Bücher des Monats - Jenseits des Lustprinzips

Warum eine Biografie über die Wissenschaftlerin Sabina Spielrein zeigt, dass der psychoanalytische Machtapparat nicht nur Ideen verdrängte, sondern auch Menschen

Die Psychoanalyse, das weiß man seit ihren Gründungsschlachten, hat eine ebenso faszinierende wie dubiose Fallgeschichte: In der psychoanalytischen Bewegung scheint sich seit dem Zerwürfnis zwischen Sigmund Freud und C. G. Jung geradezu zwanghaft das zu wiederholen, was die frühen Theoretiker über die Prozesse des Unbewussten zutage förderten. Ein herrschsüchtiger Urvater, rivalisierende Kronprinzen, schmerzhafte Sezessionen und Damenopfer kennzeichnen eine Wissensgemeinschaft, die paradoxerweise bestens über die eigenen Forschungsantriebe im Bilde ist. Auf der Bühne der Psychoanalyse spielen sich genau die Dramen ab, die gerade erst im Seelenleben erforscht werden. Und nicht immer lassen sich die Entdeckungen in der Weise beherr­schen, wie es die Zauberformel «Wo Es war, soll Ich werden» vorsieht.

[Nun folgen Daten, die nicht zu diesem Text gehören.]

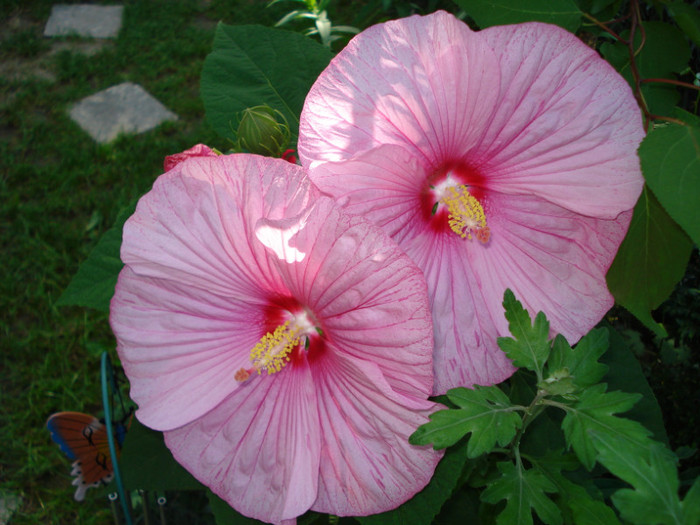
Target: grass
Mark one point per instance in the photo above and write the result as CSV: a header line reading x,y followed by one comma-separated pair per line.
x,y
59,192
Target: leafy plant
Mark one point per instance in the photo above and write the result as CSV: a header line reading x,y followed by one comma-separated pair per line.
x,y
556,485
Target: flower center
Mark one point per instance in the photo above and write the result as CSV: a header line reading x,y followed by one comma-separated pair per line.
x,y
277,348
466,215
452,200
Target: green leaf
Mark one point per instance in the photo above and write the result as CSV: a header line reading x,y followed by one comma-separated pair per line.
x,y
224,514
594,411
664,53
524,491
254,65
486,412
581,362
564,13
670,157
691,504
626,374
688,19
529,347
654,499
93,285
650,261
575,502
147,464
425,505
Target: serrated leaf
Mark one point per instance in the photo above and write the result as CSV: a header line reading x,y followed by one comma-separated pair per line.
x,y
529,347
581,362
626,374
595,411
664,53
670,158
93,285
650,262
575,502
653,476
524,491
688,19
147,464
486,413
424,506
564,13
253,65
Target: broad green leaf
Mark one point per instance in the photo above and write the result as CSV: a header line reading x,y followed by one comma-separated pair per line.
x,y
486,412
564,13
688,19
529,347
650,261
595,411
524,491
93,285
653,476
664,53
425,505
581,362
574,501
691,504
254,65
147,464
626,374
670,157
224,514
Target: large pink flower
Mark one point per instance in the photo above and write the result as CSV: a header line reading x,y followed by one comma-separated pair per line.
x,y
283,345
504,158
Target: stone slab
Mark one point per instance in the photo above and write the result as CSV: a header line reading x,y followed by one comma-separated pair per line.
x,y
94,21
124,108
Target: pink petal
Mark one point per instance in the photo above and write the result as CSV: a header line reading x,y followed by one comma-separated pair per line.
x,y
566,126
259,449
420,82
188,307
199,150
370,297
363,419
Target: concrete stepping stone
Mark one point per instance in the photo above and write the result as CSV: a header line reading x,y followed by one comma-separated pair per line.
x,y
94,21
124,108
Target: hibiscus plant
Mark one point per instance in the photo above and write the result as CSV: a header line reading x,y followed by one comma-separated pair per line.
x,y
411,323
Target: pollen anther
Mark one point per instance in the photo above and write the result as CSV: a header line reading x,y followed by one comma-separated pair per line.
x,y
272,351
466,214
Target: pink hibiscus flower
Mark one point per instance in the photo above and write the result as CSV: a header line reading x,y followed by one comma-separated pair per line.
x,y
504,158
282,345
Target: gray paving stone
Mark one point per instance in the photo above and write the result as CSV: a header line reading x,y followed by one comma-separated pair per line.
x,y
124,108
95,21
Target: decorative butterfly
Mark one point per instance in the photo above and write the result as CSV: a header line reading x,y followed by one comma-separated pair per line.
x,y
83,438
86,439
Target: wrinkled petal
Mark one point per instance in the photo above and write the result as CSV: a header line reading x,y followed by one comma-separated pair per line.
x,y
199,150
259,449
386,470
566,126
422,83
180,346
370,297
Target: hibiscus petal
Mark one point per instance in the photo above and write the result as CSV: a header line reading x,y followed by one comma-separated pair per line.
x,y
259,449
422,83
371,298
363,418
566,126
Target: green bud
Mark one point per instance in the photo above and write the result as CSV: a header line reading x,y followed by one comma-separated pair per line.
x,y
264,131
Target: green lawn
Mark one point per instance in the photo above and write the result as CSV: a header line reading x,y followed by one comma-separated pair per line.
x,y
60,191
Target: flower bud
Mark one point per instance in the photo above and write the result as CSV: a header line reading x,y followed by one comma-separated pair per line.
x,y
264,131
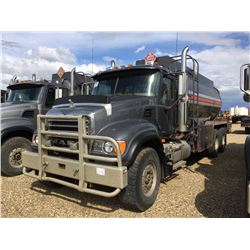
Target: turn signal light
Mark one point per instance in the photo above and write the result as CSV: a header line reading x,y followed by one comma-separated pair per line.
x,y
122,146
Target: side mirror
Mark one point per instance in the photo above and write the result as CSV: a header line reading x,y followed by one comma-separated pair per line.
x,y
245,81
58,93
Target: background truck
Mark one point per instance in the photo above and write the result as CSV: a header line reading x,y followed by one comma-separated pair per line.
x,y
245,87
139,125
241,114
27,99
4,95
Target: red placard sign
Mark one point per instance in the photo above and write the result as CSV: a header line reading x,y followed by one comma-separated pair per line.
x,y
60,72
150,58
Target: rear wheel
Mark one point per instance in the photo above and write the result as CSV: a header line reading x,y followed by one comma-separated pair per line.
x,y
213,151
222,140
11,155
143,181
247,130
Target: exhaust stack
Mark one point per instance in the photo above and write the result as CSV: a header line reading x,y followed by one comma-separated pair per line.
x,y
183,93
72,81
33,77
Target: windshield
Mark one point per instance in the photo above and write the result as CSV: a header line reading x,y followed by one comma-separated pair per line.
x,y
142,83
24,93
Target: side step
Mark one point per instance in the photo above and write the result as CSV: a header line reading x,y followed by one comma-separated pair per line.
x,y
179,164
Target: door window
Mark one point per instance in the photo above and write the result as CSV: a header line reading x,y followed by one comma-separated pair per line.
x,y
50,99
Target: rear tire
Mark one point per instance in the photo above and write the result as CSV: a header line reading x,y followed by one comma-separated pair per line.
x,y
213,151
222,139
143,181
247,130
11,155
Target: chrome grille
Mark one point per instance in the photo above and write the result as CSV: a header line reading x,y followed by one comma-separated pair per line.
x,y
66,125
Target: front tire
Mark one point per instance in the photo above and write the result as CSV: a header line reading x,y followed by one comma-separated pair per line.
x,y
11,155
143,181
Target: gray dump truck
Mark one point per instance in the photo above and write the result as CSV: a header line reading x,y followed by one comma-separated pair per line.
x,y
245,87
27,99
138,126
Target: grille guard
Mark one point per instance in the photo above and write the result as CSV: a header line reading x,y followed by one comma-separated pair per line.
x,y
87,169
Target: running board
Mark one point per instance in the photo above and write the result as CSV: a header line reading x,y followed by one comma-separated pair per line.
x,y
179,164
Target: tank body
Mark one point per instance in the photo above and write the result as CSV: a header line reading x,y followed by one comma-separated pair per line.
x,y
204,99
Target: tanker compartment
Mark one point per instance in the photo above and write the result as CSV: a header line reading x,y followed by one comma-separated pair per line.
x,y
209,101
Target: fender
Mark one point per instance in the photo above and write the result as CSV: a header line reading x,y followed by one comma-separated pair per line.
x,y
135,132
13,125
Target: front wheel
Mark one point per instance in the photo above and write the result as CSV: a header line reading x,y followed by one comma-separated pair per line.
x,y
143,181
11,155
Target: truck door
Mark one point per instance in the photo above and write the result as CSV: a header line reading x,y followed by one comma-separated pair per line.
x,y
49,100
167,108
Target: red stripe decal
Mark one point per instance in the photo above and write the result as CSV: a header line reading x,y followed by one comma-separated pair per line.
x,y
202,99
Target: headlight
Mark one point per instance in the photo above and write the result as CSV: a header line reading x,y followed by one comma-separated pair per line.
x,y
109,147
104,147
35,139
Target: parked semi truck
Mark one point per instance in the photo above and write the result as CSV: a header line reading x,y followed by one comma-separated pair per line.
x,y
245,87
27,99
139,125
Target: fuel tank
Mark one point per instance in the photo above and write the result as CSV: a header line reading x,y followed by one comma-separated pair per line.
x,y
204,99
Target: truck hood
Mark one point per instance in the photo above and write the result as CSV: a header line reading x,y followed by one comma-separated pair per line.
x,y
102,115
15,110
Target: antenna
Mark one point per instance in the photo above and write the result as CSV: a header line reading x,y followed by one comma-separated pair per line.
x,y
176,44
92,53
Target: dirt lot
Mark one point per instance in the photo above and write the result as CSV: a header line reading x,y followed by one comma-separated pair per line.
x,y
206,188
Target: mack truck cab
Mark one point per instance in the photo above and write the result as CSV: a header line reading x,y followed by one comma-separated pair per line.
x,y
245,87
137,127
27,99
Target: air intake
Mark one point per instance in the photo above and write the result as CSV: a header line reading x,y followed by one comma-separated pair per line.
x,y
148,113
28,113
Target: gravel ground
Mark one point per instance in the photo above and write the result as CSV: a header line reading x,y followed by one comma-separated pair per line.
x,y
206,188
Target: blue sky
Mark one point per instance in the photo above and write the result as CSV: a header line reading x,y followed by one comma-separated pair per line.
x,y
220,53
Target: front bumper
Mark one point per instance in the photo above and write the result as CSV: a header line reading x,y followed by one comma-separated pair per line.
x,y
88,169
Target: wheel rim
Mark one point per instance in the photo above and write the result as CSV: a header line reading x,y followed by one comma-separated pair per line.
x,y
15,158
223,140
149,180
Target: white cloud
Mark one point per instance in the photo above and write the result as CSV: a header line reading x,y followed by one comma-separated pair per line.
x,y
140,49
51,54
109,58
208,38
24,67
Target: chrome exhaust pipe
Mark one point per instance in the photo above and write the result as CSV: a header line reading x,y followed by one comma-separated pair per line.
x,y
72,81
33,77
183,93
113,64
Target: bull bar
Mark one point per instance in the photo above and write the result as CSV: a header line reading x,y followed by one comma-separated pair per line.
x,y
87,169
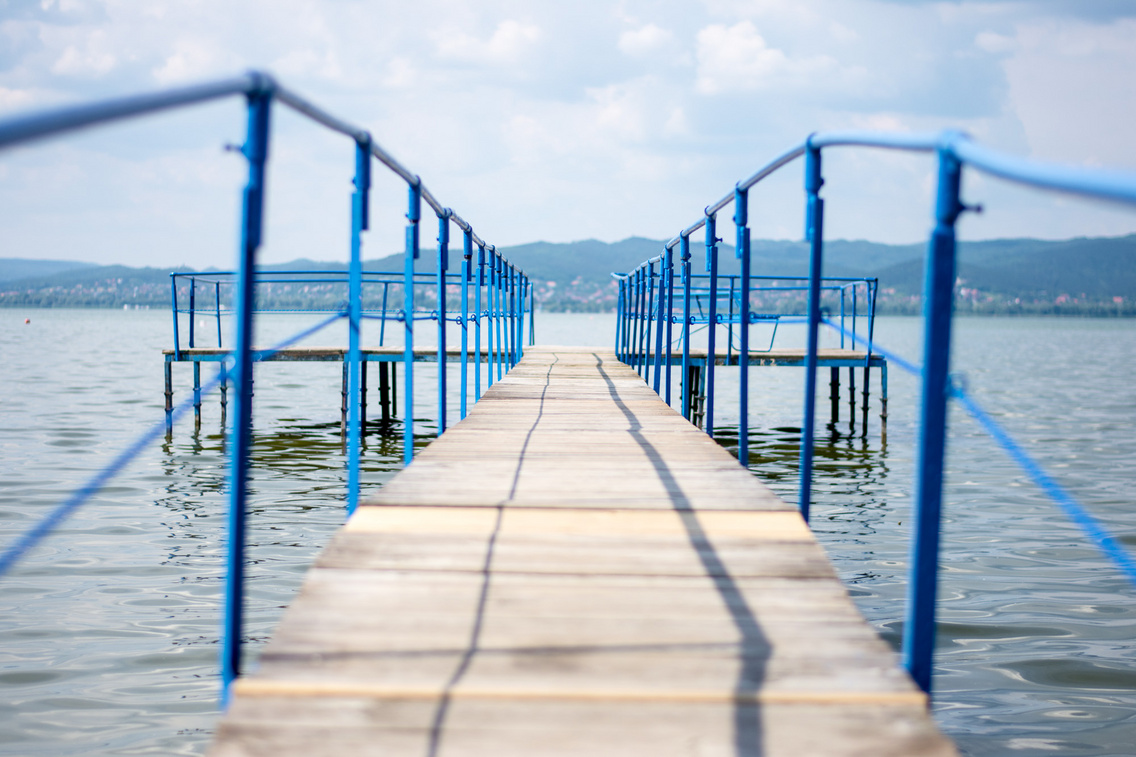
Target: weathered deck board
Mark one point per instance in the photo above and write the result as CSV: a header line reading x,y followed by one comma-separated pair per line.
x,y
575,570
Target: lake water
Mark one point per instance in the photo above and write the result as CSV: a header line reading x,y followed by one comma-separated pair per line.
x,y
108,631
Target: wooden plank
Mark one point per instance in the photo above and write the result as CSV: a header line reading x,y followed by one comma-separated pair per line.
x,y
575,570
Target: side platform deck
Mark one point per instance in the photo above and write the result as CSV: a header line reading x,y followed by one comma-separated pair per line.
x,y
575,570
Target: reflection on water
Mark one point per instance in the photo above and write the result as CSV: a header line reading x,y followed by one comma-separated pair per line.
x,y
108,632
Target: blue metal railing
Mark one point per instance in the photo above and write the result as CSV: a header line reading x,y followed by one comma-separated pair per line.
x,y
508,292
954,151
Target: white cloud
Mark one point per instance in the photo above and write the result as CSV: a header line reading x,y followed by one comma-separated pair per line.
x,y
546,121
89,58
644,41
736,59
509,43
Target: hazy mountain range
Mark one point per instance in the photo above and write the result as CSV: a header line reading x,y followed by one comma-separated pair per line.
x,y
1085,275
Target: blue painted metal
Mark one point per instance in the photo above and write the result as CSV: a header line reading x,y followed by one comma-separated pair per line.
x,y
685,256
938,302
414,215
359,223
261,91
815,235
256,150
477,324
443,263
668,275
659,329
742,249
711,243
491,319
467,256
648,365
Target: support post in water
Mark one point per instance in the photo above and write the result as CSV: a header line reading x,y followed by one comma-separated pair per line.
x,y
668,275
256,151
815,226
742,248
354,375
938,300
414,215
711,242
467,256
443,263
684,254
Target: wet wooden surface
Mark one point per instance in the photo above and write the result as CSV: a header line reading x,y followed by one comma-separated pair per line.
x,y
575,570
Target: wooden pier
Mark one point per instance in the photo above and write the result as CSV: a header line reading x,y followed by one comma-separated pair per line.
x,y
575,570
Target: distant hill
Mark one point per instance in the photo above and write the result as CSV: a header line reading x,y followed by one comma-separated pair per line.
x,y
17,268
1084,275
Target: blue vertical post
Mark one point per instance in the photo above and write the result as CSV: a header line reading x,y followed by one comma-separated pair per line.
x,y
193,315
649,322
217,305
619,319
815,225
712,315
359,223
414,215
173,299
256,150
938,297
443,264
490,305
467,257
477,324
499,312
668,274
510,324
685,256
640,317
659,327
523,282
742,249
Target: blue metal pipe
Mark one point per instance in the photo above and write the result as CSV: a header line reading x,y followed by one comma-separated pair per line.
x,y
359,217
491,319
414,215
742,250
256,150
938,301
684,254
668,272
815,235
657,368
467,256
711,243
477,324
649,369
443,264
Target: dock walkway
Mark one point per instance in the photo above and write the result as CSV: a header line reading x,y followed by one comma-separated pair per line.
x,y
575,570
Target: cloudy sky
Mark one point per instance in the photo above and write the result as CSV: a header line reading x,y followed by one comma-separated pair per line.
x,y
553,121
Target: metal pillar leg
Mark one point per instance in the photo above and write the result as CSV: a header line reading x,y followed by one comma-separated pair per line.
x,y
169,397
362,398
863,404
343,401
834,397
384,393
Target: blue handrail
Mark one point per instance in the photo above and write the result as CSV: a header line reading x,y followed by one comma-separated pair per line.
x,y
261,91
954,151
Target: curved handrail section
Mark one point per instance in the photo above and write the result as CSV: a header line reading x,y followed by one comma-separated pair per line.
x,y
508,294
640,307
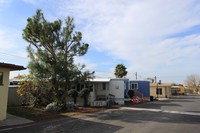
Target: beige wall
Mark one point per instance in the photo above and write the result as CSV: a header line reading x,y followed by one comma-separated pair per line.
x,y
4,93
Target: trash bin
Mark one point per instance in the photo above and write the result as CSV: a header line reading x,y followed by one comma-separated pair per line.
x,y
151,98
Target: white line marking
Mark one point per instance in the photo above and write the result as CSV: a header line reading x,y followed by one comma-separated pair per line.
x,y
165,111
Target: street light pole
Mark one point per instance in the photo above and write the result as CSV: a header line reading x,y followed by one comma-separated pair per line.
x,y
157,87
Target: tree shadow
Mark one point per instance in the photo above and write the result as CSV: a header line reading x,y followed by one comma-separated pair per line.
x,y
138,116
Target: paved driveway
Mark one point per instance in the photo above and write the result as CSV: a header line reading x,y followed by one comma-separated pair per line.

Sabina Spielrein, die zuerst Patientin, dann Schülerin, dann Geliebte und schließlich Kollegin von C. G. Jung war, ist insofern die Paradefigur eines Wissens, das sich selbständiger gemacht hat, als die männlich-ärztlich-familiale Ordnung das einkalkulieren konnte. Als die junge Russin 1904 mit allen Anzeichen der damaligen Modekrank­heit Hysterie in die Zürcher Irrenanstalt, das Burghölzli, eingeliefert wird, praktiziert dort ein Assistenzarzt, der darauf brennt, die revolutionäre Behandlungsmethode namens Psychoanalyse zu erproben.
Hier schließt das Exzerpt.